You can not control a servo with a motor controller like this.

rajFanOfSachin

I can but as a first step,, later on i want to have PID cotroller with closed loop control

rajFanOfSachin


Grumpy_Mike

Quote
I can

Suite yourself, so you will know how to wire it up then?
I am not sure anyone can show you how to do something only you think can be done.

jraskell


hey just verify my board connections?



This may be futile given Mike's success (lack of), but here goes;

Quote
RC Hobby servo is connected to controller's motor positive and negative inputs (PWM input is left out)
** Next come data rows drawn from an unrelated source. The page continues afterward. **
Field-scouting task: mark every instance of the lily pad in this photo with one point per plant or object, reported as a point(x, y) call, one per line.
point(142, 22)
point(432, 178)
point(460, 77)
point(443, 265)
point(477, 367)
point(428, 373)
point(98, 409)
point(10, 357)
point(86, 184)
An RC hobby servo will not do anything until you give it a pwm input signal telling it what to do.  With that left out, you have a nonfunctional servo.

AWOL

I'm not even sure what a servo will do if you power it from high frequency PWM instead of DC.
I assume the OP was going just set the PWM to 100%.
Can't think why you'd want to do it though - seems a very expensive way of powering a servo.
"Pete, it's a fool looks for logic in the chambers of the human heart." Ulysses Everett McGill.
Do not send technical questions via personal messaging - they will be ignored.